Grasshopper and the Falcon 9R Dev were the two rockets of spaceX which landed back successfully. Those were limited altitude test flight, this one were the expended first stage of a revenue flight. This rocket went higher, and faster before separation and performing a boost back burn. Might seem as just a quantitative difference, but the different aerodynamical regimes (vacum, hypersonic, supersonic, transonic) provides a real challenge.
It's also worth noting that the engines were lit 100% during those previous tests, while they have to be relight during this one. That comes with it's own set of complications of course.
Hovering a rocket under controlled conditions and actually recovering a rocket stage that was used operationally are fairly different. It seems as though they've put most of the pieces together in terms of proving they can reuse the first stages, but they haven't actually done that operationally, and there are still many doubters (even in this very thread).
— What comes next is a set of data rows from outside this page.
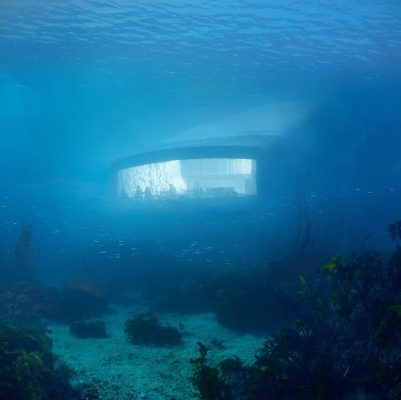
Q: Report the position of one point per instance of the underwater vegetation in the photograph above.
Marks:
(28, 368)
(145, 329)
(88, 329)
(344, 340)
(208, 380)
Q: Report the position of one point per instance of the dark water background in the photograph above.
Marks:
(85, 82)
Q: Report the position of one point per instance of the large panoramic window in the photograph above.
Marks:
(209, 177)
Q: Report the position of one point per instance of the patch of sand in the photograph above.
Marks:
(123, 371)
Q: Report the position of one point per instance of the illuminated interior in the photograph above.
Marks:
(207, 177)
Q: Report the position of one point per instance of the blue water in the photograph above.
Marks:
(83, 83)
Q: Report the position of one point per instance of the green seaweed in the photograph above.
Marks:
(207, 380)
(28, 368)
(145, 329)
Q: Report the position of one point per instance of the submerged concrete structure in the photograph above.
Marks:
(232, 157)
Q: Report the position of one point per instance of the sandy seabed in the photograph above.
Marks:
(120, 370)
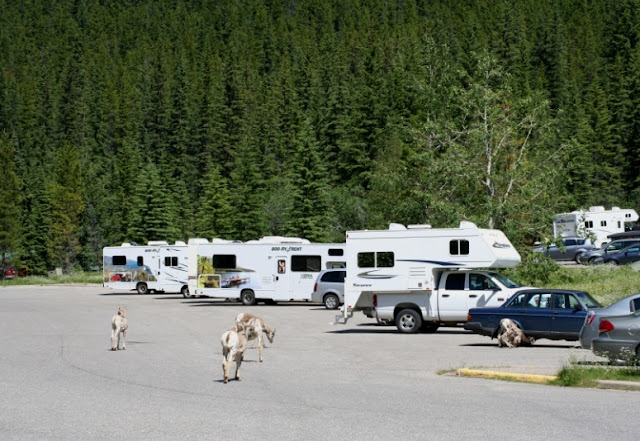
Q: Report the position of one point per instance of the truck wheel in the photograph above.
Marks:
(408, 321)
(248, 297)
(331, 301)
(429, 327)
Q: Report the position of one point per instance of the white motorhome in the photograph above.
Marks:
(272, 269)
(596, 223)
(404, 274)
(154, 267)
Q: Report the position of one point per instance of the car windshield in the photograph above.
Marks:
(505, 280)
(588, 301)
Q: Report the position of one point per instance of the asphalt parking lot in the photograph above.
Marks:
(59, 380)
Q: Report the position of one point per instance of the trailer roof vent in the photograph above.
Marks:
(418, 226)
(198, 240)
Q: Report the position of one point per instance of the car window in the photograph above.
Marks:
(455, 281)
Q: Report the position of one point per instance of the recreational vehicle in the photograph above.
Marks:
(156, 266)
(404, 274)
(596, 223)
(272, 269)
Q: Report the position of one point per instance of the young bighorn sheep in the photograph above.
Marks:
(234, 343)
(258, 326)
(511, 335)
(119, 327)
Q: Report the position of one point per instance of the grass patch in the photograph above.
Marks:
(584, 376)
(76, 277)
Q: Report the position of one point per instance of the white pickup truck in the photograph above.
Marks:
(457, 291)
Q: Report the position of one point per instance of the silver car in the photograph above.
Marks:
(572, 248)
(329, 288)
(592, 320)
(619, 338)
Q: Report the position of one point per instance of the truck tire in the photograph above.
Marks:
(248, 297)
(429, 327)
(408, 321)
(331, 301)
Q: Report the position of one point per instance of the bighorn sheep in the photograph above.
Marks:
(119, 327)
(511, 335)
(234, 343)
(258, 327)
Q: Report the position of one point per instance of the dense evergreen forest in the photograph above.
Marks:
(165, 119)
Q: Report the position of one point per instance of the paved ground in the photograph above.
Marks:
(59, 380)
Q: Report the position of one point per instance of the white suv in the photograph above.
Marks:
(329, 288)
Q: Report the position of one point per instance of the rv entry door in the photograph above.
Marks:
(281, 279)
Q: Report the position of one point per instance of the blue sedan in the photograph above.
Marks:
(554, 314)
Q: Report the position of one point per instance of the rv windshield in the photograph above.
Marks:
(505, 280)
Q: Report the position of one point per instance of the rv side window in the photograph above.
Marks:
(459, 247)
(384, 260)
(455, 281)
(306, 264)
(366, 260)
(224, 261)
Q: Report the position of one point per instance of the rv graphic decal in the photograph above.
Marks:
(209, 277)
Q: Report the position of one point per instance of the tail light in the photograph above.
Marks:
(605, 326)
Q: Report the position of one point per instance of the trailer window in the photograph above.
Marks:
(455, 281)
(224, 261)
(459, 247)
(306, 264)
(366, 260)
(384, 260)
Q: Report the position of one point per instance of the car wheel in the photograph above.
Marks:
(248, 297)
(331, 301)
(408, 321)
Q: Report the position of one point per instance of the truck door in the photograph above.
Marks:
(483, 292)
(452, 296)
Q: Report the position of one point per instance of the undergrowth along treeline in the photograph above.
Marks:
(164, 119)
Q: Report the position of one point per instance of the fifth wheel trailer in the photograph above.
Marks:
(272, 269)
(396, 274)
(156, 266)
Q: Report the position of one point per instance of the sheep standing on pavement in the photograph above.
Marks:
(119, 327)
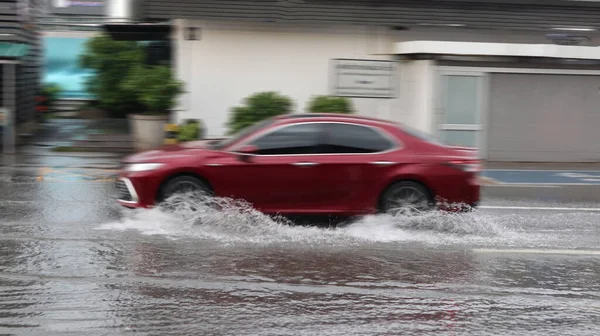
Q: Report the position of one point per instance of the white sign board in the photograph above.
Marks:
(363, 78)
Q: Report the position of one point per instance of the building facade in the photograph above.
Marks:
(66, 27)
(518, 80)
(20, 64)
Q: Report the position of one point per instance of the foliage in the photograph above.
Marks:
(190, 131)
(111, 61)
(258, 107)
(154, 87)
(51, 91)
(330, 104)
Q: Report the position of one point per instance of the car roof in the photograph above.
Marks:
(333, 117)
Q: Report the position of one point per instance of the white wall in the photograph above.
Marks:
(232, 61)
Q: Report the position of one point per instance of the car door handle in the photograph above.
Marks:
(304, 164)
(383, 163)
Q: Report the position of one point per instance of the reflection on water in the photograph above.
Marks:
(221, 269)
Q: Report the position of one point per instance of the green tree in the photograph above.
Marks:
(52, 91)
(330, 104)
(258, 107)
(154, 87)
(111, 62)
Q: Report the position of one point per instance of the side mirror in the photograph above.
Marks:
(247, 151)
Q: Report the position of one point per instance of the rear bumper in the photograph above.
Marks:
(461, 197)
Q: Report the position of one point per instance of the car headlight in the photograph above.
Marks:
(138, 167)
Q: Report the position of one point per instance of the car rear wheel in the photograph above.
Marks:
(184, 185)
(406, 198)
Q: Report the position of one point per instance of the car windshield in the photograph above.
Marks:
(421, 135)
(241, 134)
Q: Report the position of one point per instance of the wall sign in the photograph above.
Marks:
(192, 33)
(363, 78)
(3, 117)
(80, 7)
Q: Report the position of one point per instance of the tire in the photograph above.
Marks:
(406, 198)
(182, 185)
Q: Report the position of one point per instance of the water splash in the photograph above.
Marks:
(231, 221)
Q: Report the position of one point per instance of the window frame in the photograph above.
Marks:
(390, 139)
(396, 143)
(258, 137)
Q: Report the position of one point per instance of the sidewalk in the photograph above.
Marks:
(543, 165)
(60, 132)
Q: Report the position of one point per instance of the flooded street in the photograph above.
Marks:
(74, 263)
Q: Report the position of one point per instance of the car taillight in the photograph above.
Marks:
(471, 166)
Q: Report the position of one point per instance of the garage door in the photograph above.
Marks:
(544, 118)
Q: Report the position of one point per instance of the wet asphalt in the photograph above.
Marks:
(72, 262)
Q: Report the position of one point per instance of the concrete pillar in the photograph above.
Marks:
(417, 94)
(9, 99)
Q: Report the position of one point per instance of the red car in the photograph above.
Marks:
(301, 164)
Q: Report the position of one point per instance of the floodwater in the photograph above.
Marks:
(73, 263)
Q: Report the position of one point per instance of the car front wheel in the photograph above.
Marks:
(406, 198)
(182, 185)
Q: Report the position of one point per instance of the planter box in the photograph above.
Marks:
(147, 130)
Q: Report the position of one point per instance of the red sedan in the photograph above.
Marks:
(300, 164)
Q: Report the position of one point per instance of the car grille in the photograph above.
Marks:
(123, 192)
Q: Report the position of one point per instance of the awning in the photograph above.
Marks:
(497, 49)
(138, 31)
(13, 50)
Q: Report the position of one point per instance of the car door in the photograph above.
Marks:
(280, 176)
(354, 159)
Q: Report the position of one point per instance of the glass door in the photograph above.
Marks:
(460, 112)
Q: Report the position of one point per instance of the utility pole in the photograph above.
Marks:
(8, 112)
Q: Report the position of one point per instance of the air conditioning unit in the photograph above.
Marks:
(123, 11)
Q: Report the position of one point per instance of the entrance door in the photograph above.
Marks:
(461, 106)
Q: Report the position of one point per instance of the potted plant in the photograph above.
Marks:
(330, 104)
(157, 90)
(258, 107)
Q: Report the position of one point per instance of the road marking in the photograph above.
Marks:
(547, 170)
(525, 185)
(520, 184)
(539, 251)
(499, 207)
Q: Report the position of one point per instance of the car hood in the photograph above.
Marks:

Actually bringing the first stage back is one step closer to proving they can reuse the stages, which would be a tremendous step forward in spaceflight.
Similarly, Apollo 8 and Apollo 10 proved fairly conclusively that NASA could land humans on the moon, but it was actually doing so on Apollo 11 that was so incredibly important.
As someone who doesn't know the slightest bit about space technology, I was a bit confused about the fact that they successfully landed another rocket. If that's the case why is the landing of Flacon 9 so significant? Is it like a bigger rocket or something?